A Tour of 4Suite
Mike Olson and I began the 4Suite project in 1998 with the release of 4DOM, and it quickly picked up an XPath and XSLT implementation. It has grown to include Python implementations of many other XML technologies, and it now provides a large library of Python APIs for XML as well as an XML server and repository system. In this article and the next, I'll introduce just the basic Python library portion of 4Suite, which includes facilities for XML parsing (complementing PyXML), RELAX NG, XPath, XPatterns, XSLT, RDF, XUpdate and more. If you are unfamiliar with any of these technologies, see the resources section at the end where I provide relevant pointers. Finally, after reviewing 4Suite, I'll summarize events in the Python-XML world since the last article.
In the general case, the only prerequisite for 4Suite is Python 2.1 or more recent. PyXML is required if you wish to parse XML in DTD validation mode, or if your Python install does not have pyexpat built in (many Python distributions do). If you need to install PyXML for these reasons, see this column's previous article.
You can get 4Suite from the project download page or
from
SourceForge. Get the latest 0.12.0 release. I highly recommend
it over the older 0.11.1, even though the the 0.12.0 is still in
testing. There has been a full redesign and many important changes
which, in effect, increase stability. Windows users can just
download and run the Windows executables. On other platforms (or
for Windows power users), building and installing 4Suite is a matter
of the standard distutils magic. After unpacking, change
to the generated directory and run python setup.py
install.
One useful option to the setup command is
--without-docs. By default, the 4Suite build generates
a large amount of documentation, and this can take a long time on
some machines. It may be convenient for you to download the
provided documentation packages separately and to use python
setup.py install --without-docs to speed things up. 4Suite
power users who install from CVS versions will find the opposite:
that documentation is not built by default and that the
--with-docs option is needed to build them.

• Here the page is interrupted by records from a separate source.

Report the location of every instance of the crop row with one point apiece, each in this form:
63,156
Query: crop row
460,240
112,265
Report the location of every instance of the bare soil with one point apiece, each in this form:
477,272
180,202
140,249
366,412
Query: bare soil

Parsing in 4Suite revolves around two protocols: readers and input
sources. Input sources, usually based on the class
Ft.Xml.InputSource.InputSource, are similar to input
source objects in Python/SAX or DOM Level 3 Load and Save. They
embody a stream of bytes that make up an XML document or the like,
encapsulating the base URI associated with the data and some parsing
preferences such as whether to process XIncludes. Reader objects
actually provide methods for the XML parsing and are usually based on
the classes Ft.Xml.Domlette.ValidatingReaderBase and
Ft.Xml.Domlette.NonvalidatingReaderBase. Most users only
need to worry about using singleton instances of these readers, which
are provided for convenience. Parsing XML is as simple as the
examples in listing 1, which parse XML obtained from a file, from a
Web server, and then from a simple string.
#NonvalidatingReader is a global singleton
from Ft.Xml.Domlette import NonvalidatingReader
#Parse XML from the Web...
doc = NonvalidatingReader.parseUri("http://xmlhack.com/read.php?item=1560")
#From the file system using an absolute path...
doc = NonvalidatingReader.parseUri("file:/tmp/spam.xml")
#From the file system, using a relative path...
doc = NonvalidatingReader.parseUri("file:spam.xml")
#from a string
doc = NonvalidatingReader.parseString(
"<spam xmlns:x='http://spam.com'>eggs</spam>",
"http://spam.com/base"
)
Notice the second parameter in the call to
parseString. This is a base URI to use for the string.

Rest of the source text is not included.